Vulnerabilities can be temporary, transient or permanent.
Everyone will be vulnerable at various points in their lives
Vulnerabilities can be hard to identify, especially since individuals may not realise they are vulnerable and they may not willingly reveal their situation to you.
Dealing with vulnerable clients appropriately and fairly without giving offence can feel challenging for many advisers but academics and psychiatrists have established a number of protocols and approaches that can be helpful.
First, though, it is important to understand just what we mean by vulnerable.
The FCA definition of a vulnerable client is ‘someone who, due to their personal circumstances, is especially susceptible to detriment, particularly when a firm is not acting with appropriate levels of care’.
We all know clients who meet this definition.
At a recent seminar with members of the Society of Later Life Advisers (SOLLA) we discussed this topic.

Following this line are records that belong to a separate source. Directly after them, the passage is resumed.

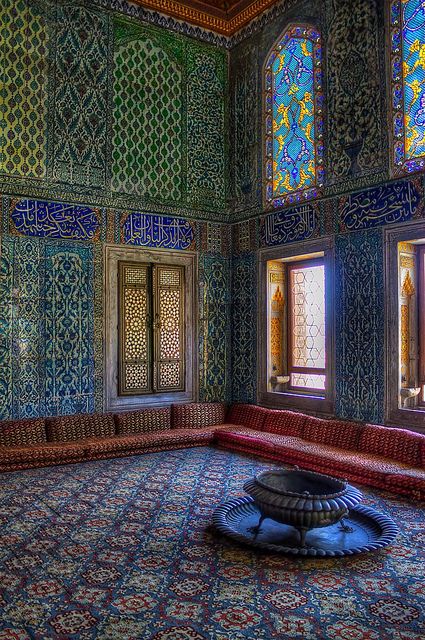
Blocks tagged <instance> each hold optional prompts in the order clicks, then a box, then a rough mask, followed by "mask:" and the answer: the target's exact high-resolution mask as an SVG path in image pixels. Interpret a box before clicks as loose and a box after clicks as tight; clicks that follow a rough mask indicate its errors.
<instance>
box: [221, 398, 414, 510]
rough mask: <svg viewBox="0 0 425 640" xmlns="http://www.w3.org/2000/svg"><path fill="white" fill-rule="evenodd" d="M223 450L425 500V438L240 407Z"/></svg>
mask: <svg viewBox="0 0 425 640" xmlns="http://www.w3.org/2000/svg"><path fill="white" fill-rule="evenodd" d="M227 421H228V422H232V423H235V424H238V425H243V426H244V427H245V428H246V430H245V432H243V433H242V432H241V431H240V430H239V429H236V430H234V429H232V428H229V429H224V430H220V431H219V432H217V434H216V442H217V443H218V444H219V445H220V446H224V447H225V448H228V449H233V450H236V451H242V452H247V453H256V454H258V455H262V456H265V457H266V458H269V459H272V460H277V461H279V462H286V463H289V464H294V465H298V466H300V467H303V468H305V469H310V470H312V471H319V472H321V473H327V474H330V475H335V476H337V477H341V478H347V479H348V480H351V481H353V482H360V483H364V484H369V485H372V486H375V487H380V488H382V489H387V490H389V491H393V492H394V493H400V494H404V495H410V496H413V497H416V498H418V499H425V435H423V434H419V433H414V432H412V431H408V430H406V429H395V428H392V427H383V426H381V425H374V424H361V423H357V422H350V421H347V420H331V419H329V420H325V419H322V418H316V417H313V416H309V415H305V414H302V413H298V412H293V411H286V410H276V409H265V408H263V407H257V406H256V405H243V404H240V405H234V406H233V407H231V409H230V411H229V414H228V417H227Z"/></svg>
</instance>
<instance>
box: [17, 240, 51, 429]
mask: <svg viewBox="0 0 425 640" xmlns="http://www.w3.org/2000/svg"><path fill="white" fill-rule="evenodd" d="M44 267H45V263H44V243H43V242H42V241H40V240H36V239H33V238H22V239H16V241H15V244H14V264H13V270H14V282H13V289H12V300H13V315H14V317H13V322H12V326H13V342H12V353H13V415H14V417H19V418H32V417H36V416H39V415H44V412H45V404H44V393H43V386H44V379H43V355H44V343H43V337H42V317H43V305H44V293H43V281H44Z"/></svg>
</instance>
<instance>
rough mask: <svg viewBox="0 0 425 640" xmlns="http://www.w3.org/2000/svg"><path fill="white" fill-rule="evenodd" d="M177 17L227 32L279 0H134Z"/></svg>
mask: <svg viewBox="0 0 425 640" xmlns="http://www.w3.org/2000/svg"><path fill="white" fill-rule="evenodd" d="M134 1H135V2H136V4H139V5H141V6H142V7H144V8H145V9H153V10H154V11H159V12H160V13H165V14H166V15H168V16H172V17H173V18H178V19H179V20H184V21H185V22H190V23H191V24H196V25H198V26H200V27H204V29H210V30H211V31H215V32H216V33H221V34H222V35H225V36H232V35H233V34H234V33H236V32H237V31H239V29H242V28H243V27H245V26H246V25H247V24H248V23H249V22H251V20H253V19H254V18H256V17H257V16H258V15H260V13H262V12H263V11H265V10H266V9H269V8H270V7H271V6H273V5H274V4H276V2H277V1H278V0H227V2H226V1H225V0H134Z"/></svg>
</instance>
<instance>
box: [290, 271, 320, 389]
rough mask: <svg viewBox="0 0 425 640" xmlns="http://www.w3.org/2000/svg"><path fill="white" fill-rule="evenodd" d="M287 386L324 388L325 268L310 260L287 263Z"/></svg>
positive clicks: (293, 386)
mask: <svg viewBox="0 0 425 640" xmlns="http://www.w3.org/2000/svg"><path fill="white" fill-rule="evenodd" d="M288 306H289V371H290V376H291V379H290V386H291V387H304V388H313V389H324V388H325V268H324V265H323V261H316V260H310V261H308V262H305V263H301V264H300V263H298V264H296V265H291V266H290V267H289V292H288Z"/></svg>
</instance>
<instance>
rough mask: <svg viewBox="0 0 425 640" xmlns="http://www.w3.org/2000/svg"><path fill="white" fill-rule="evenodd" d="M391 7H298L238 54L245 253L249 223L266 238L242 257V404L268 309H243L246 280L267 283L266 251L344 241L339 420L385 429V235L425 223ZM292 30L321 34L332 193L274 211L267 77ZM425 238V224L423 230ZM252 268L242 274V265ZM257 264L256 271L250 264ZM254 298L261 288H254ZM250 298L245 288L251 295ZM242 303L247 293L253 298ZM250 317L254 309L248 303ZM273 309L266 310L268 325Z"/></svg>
mask: <svg viewBox="0 0 425 640" xmlns="http://www.w3.org/2000/svg"><path fill="white" fill-rule="evenodd" d="M388 7H389V5H388V3H385V2H383V0H373V1H370V0H353V1H352V2H347V1H346V0H321V1H320V2H315V1H313V0H299V2H297V3H291V6H290V8H289V10H288V11H287V12H281V13H279V14H278V15H277V16H276V17H274V18H273V19H272V20H271V21H269V22H268V24H267V25H266V26H264V27H263V28H262V29H257V30H256V31H255V32H253V34H252V35H251V36H250V37H249V38H245V39H244V40H242V41H241V42H240V43H239V44H238V45H237V46H236V47H234V48H233V49H232V50H231V59H230V69H231V74H230V75H231V84H230V99H231V105H230V109H231V114H232V122H231V127H230V133H231V158H232V202H233V206H234V219H235V220H238V221H239V222H238V223H237V224H235V225H234V253H235V254H240V253H241V252H240V250H238V243H239V244H240V242H241V240H240V238H241V237H242V236H243V235H244V234H245V235H246V226H247V224H248V223H247V222H244V220H245V221H246V220H248V219H249V220H251V225H252V221H255V220H256V221H258V236H257V237H256V238H254V239H252V241H251V243H250V245H249V248H248V249H247V250H245V254H244V257H240V255H235V257H234V271H233V279H232V285H233V289H232V294H233V315H232V318H233V326H232V329H233V333H232V336H233V339H232V354H233V363H232V365H233V371H232V376H233V397H234V399H241V400H242V399H243V400H249V401H255V387H253V386H252V384H249V382H248V381H250V380H255V374H256V371H257V368H258V367H257V361H256V357H257V356H256V349H255V348H254V347H255V344H256V332H257V322H256V318H257V310H256V309H255V293H251V295H253V296H254V302H252V304H251V306H250V308H249V309H246V310H245V313H242V312H240V311H239V301H238V299H237V296H238V291H239V283H240V277H239V274H240V273H241V271H242V270H243V269H245V271H246V273H247V276H248V277H249V278H250V279H251V282H256V278H257V274H256V268H255V264H256V260H255V259H256V255H257V250H258V247H260V248H263V247H271V246H273V247H277V246H283V245H286V244H288V243H291V242H296V241H302V240H308V239H312V238H318V237H321V236H325V235H326V236H333V238H334V241H335V300H334V303H335V310H336V328H335V329H336V330H335V336H336V345H335V357H336V371H335V374H336V385H335V387H336V388H335V392H336V397H335V413H336V415H338V416H341V417H344V418H353V419H357V420H366V421H372V422H382V421H383V419H384V348H385V345H384V289H383V286H384V285H383V278H384V273H383V272H384V247H383V229H384V228H385V227H386V226H387V225H389V224H400V225H402V224H403V223H404V222H407V221H409V220H412V219H420V218H424V204H423V203H424V179H423V176H421V175H419V176H416V177H414V178H407V177H406V178H405V179H398V180H397V181H393V180H394V177H395V172H393V170H392V169H391V168H390V158H389V132H388V126H387V121H388V109H389V108H390V107H389V105H388V102H387V85H388V83H385V82H384V81H383V79H385V77H386V75H385V74H386V70H387V69H388V68H389V64H386V53H385V51H386V47H385V32H384V24H385V19H384V18H385V10H388ZM291 22H293V23H298V24H299V23H309V24H313V25H314V26H316V27H317V28H318V29H320V31H321V34H322V42H323V47H324V57H325V61H324V62H325V64H324V69H325V82H324V87H325V110H326V118H325V119H326V123H327V124H326V127H325V131H324V137H325V156H326V158H325V185H324V187H323V188H322V191H321V194H320V197H319V198H318V200H317V201H316V202H314V203H310V204H300V205H298V206H292V207H287V208H284V209H280V210H275V211H273V212H266V211H265V209H264V205H263V200H262V186H263V175H262V166H263V148H262V144H263V143H262V140H263V137H262V108H263V106H262V105H263V94H262V68H263V64H264V61H265V59H266V57H267V55H268V52H269V51H270V49H271V47H272V46H273V44H274V43H275V42H276V40H277V38H278V37H279V36H280V35H281V34H282V33H283V31H284V30H285V28H286V27H287V25H288V24H290V23H291ZM424 236H425V221H424ZM242 264H244V265H245V266H244V267H242V266H241V265H242ZM248 265H249V266H248ZM251 288H252V286H251ZM242 291H243V289H242ZM242 295H243V294H242ZM242 308H243V303H242ZM262 318H263V310H261V309H260V310H258V327H260V330H261V326H264V330H266V326H265V322H262Z"/></svg>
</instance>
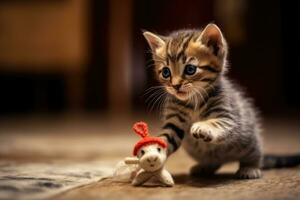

One adviser became emotional sharing the story of an elderly client – someone who has earned fame within the profession – now being looked after by a roster of carers and whose finances are in the hands of family he considered to be unscrupulous.
It was a reminder of how close we can all get to our clients.
But vulnerability, as recognised by the FCA definition, spreads the vulnerability ‘net’ much wider than visible things like old age, dementia or physical disability.
It might also cover someone going through a relationship break-up or someone who is a full-time carer.
Vulnerability can be temporary, permanent or sporadic – research suggests that up to 50 per cent of UK adults are vulnerable at any one time.
Old age – 12m people are over 65 | Cancer – 2.5m people have cancer in the UK |
Bereavement – 542,000 people die in the UK each year | Alzheimer’s – 850,000 individuals suffer from Alzheimer’s |
Relationship breakdown – there are 102,000 divorces each year | Parkinson’s Disease – 145,000 people suffer from Parkinson’s disease |
Moving house – 1.2m homes are bought each year | Stroke – 100,000 individuals suffer a stroke each year |
Loneliness – 3.6m over-65s live alone | Heart attacks – 340,000 of us will have a heart attack each year |
Redundancy - 360,000 – 440,000 people are made redundant per year and there are 1.2m unemployed | Mental health – 8.9m of us are suffering at any one time from mental health issues |
Being a carer - full-time (2m) and part-time (1m) | Arthritis – 11m people have arthritis |
Being a lone parent (1.8m) | Sight impairment – 2m people live with sight loss; 360,000 are registered blind |
This presents a number of challenges for advisers and investment managers who often see clients only once or twice a year.
Many of the causes of potential vulnerability will not be visible or revealed unprompted to an adviser, but they may leave the affected individuals distracted and unable to give complex decisions their full attention.
And even if your company has a ‘flag’ to identify a client as vulnerable, you cannot trust that the flag is up to date.
This is a complex area, with many opportunities to miss a vulnerability or cause offence by handling things insensitively.
Those of us working in adviser businesses are best equipped to meet this challenge, but none of us can rest on our laurels.
Training and development
Ongoing training and development is essential. The regulator has high expectations.
The latest ‘Guidance for firms on the treatment of vulnerable customers’ published in July 2019 by the FCA makes it clear that they expect every employee of every regulated company to take seriously the fair treatment of all clients.
Fundamentally, the FCA wants the financial outcomes of vulnerable clients to be at least as good as those for other clients.